Google is your friend http://www.tomshardware.com/news/Vis...ion,22015.html
Last edited by AndyM95; 12-04-2013 at 10:27 PM.
Eh?
The 5 most recent game benchmarks, you pretty much can't split the 3470 and 8350.
Plus the 3470 will win on anything older.
I just don't see why a gamer would choose an 8350 which will match the i5 performance AT BEST.
http://www.techspot.com/review/655-b...nce/page5.html
http://www.techspot.com/review/648-s...nce/page4.html
http://www.techspot.com/review/645-t...nce/page5.html
http://www.techspot.com/review/642-c...nce/page6.html
http://www.techspot.com/review/615-f...nce/page6.html
You're not taking into consideration the cost of the chipset and the feature set at that price, plus you can over clock any of the FX series chips even on the lower end cheaper boards... Then add in the fact that AMD seem more keen to stick with the socket for the future so you have an easier upgrade path.

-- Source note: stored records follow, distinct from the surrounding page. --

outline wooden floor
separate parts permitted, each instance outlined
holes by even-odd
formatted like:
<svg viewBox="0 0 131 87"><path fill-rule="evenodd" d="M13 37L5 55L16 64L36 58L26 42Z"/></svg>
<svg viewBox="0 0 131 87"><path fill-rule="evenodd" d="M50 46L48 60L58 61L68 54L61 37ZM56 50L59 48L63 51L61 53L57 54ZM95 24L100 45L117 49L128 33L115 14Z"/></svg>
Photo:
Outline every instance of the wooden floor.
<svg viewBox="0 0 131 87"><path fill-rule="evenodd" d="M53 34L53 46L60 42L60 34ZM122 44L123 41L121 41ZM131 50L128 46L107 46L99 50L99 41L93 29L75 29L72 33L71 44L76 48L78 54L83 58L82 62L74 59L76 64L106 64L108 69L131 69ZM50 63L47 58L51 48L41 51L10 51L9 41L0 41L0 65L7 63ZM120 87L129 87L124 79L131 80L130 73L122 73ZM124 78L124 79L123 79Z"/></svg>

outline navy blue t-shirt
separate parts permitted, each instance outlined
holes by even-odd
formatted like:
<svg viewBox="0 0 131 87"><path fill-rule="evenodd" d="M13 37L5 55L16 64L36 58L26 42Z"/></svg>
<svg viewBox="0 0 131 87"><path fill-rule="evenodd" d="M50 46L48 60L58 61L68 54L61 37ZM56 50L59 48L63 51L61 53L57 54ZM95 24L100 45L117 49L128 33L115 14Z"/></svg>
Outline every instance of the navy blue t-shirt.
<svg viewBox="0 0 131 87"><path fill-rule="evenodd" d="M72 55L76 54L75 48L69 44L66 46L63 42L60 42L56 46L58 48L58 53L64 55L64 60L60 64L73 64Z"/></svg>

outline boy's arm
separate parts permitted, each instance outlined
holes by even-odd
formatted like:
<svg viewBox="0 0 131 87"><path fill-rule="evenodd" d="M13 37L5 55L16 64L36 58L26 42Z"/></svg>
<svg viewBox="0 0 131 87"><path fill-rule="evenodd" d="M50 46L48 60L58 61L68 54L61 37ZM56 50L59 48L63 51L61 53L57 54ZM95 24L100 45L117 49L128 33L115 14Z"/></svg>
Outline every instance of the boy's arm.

Not saying the 3470 is a bad option, I just struggle to see it as the best all rounder
Aside from choosing a single source, I see:
Negligible difference,
Negligible difference,
Non-CPU bottleneck/fps cap,
8350>i5, but still negligible difference TBF,
Negligible difference.
You can't look at 1-2fps framerate differences on one website and testing resolution and call one, significantly more expensive, CPU conclusively better in every way. They also exclude the 6300 from most tests, but it's a decently competitive CPU, especially considering its price tag.
The 3470 is no more expensive at all, in fact cheaper as far as I can see.

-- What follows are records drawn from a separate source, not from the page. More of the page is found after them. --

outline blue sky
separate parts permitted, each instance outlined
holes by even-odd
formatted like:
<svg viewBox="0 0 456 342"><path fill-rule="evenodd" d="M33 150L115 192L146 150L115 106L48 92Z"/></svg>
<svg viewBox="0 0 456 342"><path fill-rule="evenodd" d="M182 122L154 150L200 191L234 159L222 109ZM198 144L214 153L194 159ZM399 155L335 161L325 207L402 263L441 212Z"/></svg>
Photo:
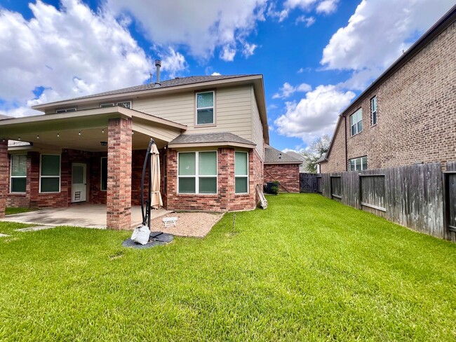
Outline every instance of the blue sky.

I'm not saying it is better in every way, but it is no more expensive, just as good at modern games and will perform far better in established games.
The 8350 has no advantages at all, oh and about double the power consumption at load.

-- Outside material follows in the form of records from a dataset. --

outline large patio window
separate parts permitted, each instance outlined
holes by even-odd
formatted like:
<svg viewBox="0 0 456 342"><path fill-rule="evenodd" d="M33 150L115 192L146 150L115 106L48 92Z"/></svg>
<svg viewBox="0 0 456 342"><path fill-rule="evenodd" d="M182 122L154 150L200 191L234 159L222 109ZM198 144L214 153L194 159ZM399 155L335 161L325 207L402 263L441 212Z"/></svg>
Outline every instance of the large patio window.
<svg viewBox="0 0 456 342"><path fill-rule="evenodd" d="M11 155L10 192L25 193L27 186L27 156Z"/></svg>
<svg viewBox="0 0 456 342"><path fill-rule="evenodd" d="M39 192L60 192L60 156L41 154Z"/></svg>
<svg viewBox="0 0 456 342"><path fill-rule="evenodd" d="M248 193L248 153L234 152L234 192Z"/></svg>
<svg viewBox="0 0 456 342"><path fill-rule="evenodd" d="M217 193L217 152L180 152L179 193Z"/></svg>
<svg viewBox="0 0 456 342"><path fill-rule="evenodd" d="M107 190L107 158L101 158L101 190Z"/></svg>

What about the ~£100 6300? And when you factor in motherboard cost and features?
And as for derping over something like 20W load power consumption again...
CAT-THE-FIFTH (13-04-2013)
Sure, if you are on a really tight budget then the 6300 is OK, but it is slower than the 8350 and thus slower than the 3470.
It's 7fps below the 3470 on the only direct comparison above, bringing it below 60fps.
If you don't take a Z77 board, the motherboard is no more expensive than a 970 motherboard.
While I'd love to believe that the 3470 is 20w at load and the 8350 40w at load, they just aren't.
The 3470 is 96.6 and the 8350 is 195.2w.
http://www.anandtech.com/show/6396/t...x4300-tested/6
Price is no more than a 970 but you get less features and no overclocking.
Also anand openly admit:
These are platform readings, it's worth taking that into account. The readings different review sites have got have been quite different depending on which site you like at.(the Crosshair Formula V is hardly the lowest power AM3+ board available)
I'm not saying there aren't perfectly good reasons to get an 8350, but for a typical gamer on a budget you just don't need fancy motherboard features, you aren't going to have RAID SSD or SLI/CF.
If you have an i5 there's not really any need to overclock for games, they downclocked their 3770k by 1Ghz and it still beat the 8350 at stock. I'm mean I know overclocking is "cool" but it not actually that useful in a practical sense. Plus there is still a cost associated with it. Too many people act as if overclocking is "free" but often these people have spent huge amounts to achieve their overclocks.
OK so let's assume a really efficient motherboard and take 20W off, it's still 80W extra for the 8350 platform.
But wouldn't anyone willing that spend that much cash just go for Intel instead?
Don't get me wrong here, I'm a fan of AMD and want to see them get back to their glory days, going toe-to-toe with Intel, but Intel has a significant advantage in terms of efficiency, power usage and general speed. AMD has price. If you take away AMD's price advantage, then what does it have as an incentive to buy it?
If this is 5GHz within a 95W envelope, then that'd be amazing. Heck, even within 125W it'd be okay, but I can't see that happening and at that price, you'll have to have to a very specific use for it (or a lot of spare money) to get a real advantage from that chip over a similarly priced or even cheaper Intel setup.
Stick to what you do best AMD and keep the price advantage and the low-middle range APU market.
You're comparing power consumption under heavy video encoding load, where the 8350 happens to be substantially faster than any i5. Power consumption under gaming load is NOT the same. As has been mentioned already, platform power consumption tends to be far more significant than CPU power for modern CPUs, which is usually in the low single-digits when gated.
And you're basing your gaming benchmarks on a single table from a single website.